Brazilian petroleum company Petróleo Brasileiro (Petrobras) is planning to produce renewable diesel that complies with the country’s new fuel regulations at its REPAR refinery, Oil&Gas Journal reported on 24 June.
Set by Brazil’s Agência Nacional do Petróleo e Biocobustível (ANP), the new fuel specifications are due to take effect in August.
They require regular fuel, whether produced locally or imported, to have a minimum specific mass of 715kg/m³ and a minimum octane rating of 92 research octane number (RON), Petrobas was quoted as saying.
“Petrobras is already ready to produce this new gasoline.

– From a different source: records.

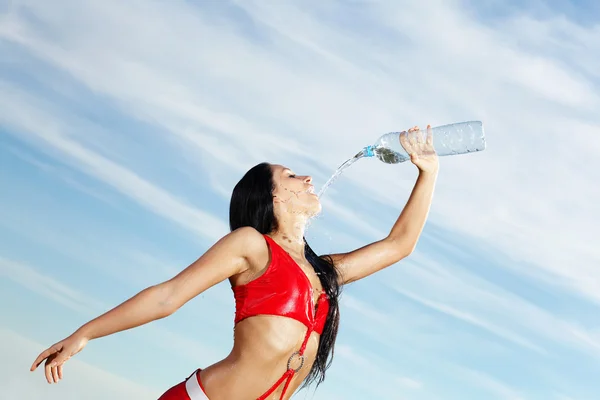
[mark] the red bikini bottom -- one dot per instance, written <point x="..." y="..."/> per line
<point x="190" y="389"/>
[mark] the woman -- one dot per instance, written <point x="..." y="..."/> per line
<point x="287" y="311"/>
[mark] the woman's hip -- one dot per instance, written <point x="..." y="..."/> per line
<point x="190" y="389"/>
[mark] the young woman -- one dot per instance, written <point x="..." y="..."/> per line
<point x="287" y="312"/>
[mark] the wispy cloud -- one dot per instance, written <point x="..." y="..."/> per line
<point x="48" y="287"/>
<point x="18" y="383"/>
<point x="308" y="87"/>
<point x="23" y="116"/>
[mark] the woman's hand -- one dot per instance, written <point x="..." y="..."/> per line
<point x="421" y="150"/>
<point x="58" y="354"/>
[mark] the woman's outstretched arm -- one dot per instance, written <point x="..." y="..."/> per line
<point x="405" y="233"/>
<point x="228" y="257"/>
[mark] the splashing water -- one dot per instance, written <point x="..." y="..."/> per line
<point x="339" y="171"/>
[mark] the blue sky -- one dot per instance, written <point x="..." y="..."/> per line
<point x="125" y="124"/>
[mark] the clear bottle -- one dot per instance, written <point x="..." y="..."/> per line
<point x="459" y="138"/>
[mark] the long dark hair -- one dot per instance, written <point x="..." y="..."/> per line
<point x="252" y="205"/>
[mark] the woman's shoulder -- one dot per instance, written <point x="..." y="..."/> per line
<point x="255" y="249"/>
<point x="250" y="240"/>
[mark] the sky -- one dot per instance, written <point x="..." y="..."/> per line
<point x="124" y="126"/>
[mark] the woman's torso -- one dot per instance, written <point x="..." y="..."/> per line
<point x="264" y="344"/>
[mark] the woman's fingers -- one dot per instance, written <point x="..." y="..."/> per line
<point x="43" y="355"/>
<point x="429" y="135"/>
<point x="48" y="372"/>
<point x="55" y="374"/>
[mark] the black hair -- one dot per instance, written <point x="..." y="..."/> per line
<point x="252" y="205"/>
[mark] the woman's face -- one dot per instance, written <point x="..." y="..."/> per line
<point x="295" y="193"/>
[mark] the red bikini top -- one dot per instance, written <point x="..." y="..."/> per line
<point x="284" y="290"/>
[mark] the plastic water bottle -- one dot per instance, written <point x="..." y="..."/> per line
<point x="459" y="138"/>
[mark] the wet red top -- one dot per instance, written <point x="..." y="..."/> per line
<point x="283" y="290"/>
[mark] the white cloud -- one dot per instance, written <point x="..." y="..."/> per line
<point x="305" y="85"/>
<point x="81" y="380"/>
<point x="25" y="114"/>
<point x="46" y="286"/>
<point x="503" y="195"/>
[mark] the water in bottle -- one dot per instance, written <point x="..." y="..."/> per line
<point x="459" y="138"/>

The new specification is welcome and will bring the quality of the fuel sold in Brazil closer to that of the American and European market,” Petrobras’ director of refining and natural gas Anelise Lara was quoted as saying in Associação Brasileira de Engenharia Automotiva’s (AEA) Youtube broadcast ‘Sustainable Mobility and the Future of Fuel on 23 June.
Petrobras would begin production tests for renewable diesel, Lara added, at its 208,000 barrels/day Presidente Getúlio Vargas (REPAR) refinery in Araucária, Paraná.
“The economic viability of renewable diesel depends on its recognition in compliance with the rule of adding biofuels to diesel, a subject that is currently under discussion at the ANP. This will allow an increase in the competitiveness of biofuels for the diesel cycle,” Lara was quoted by Oil&Gas Journal as saying.
Renewable diesel could be produced in dedicated plants or via co-processing of renewable material (vegetable oil, animal fats) with mineral diesel in units inside oil refineries using the company’s H-Bio process, the company said.
The H-Bio process, which involved mixing vegetable oil and petroleum distillate in a hydrotreating unit, resulted in a more stable renewable diesel than the simpler process of transesterification, according to the operator.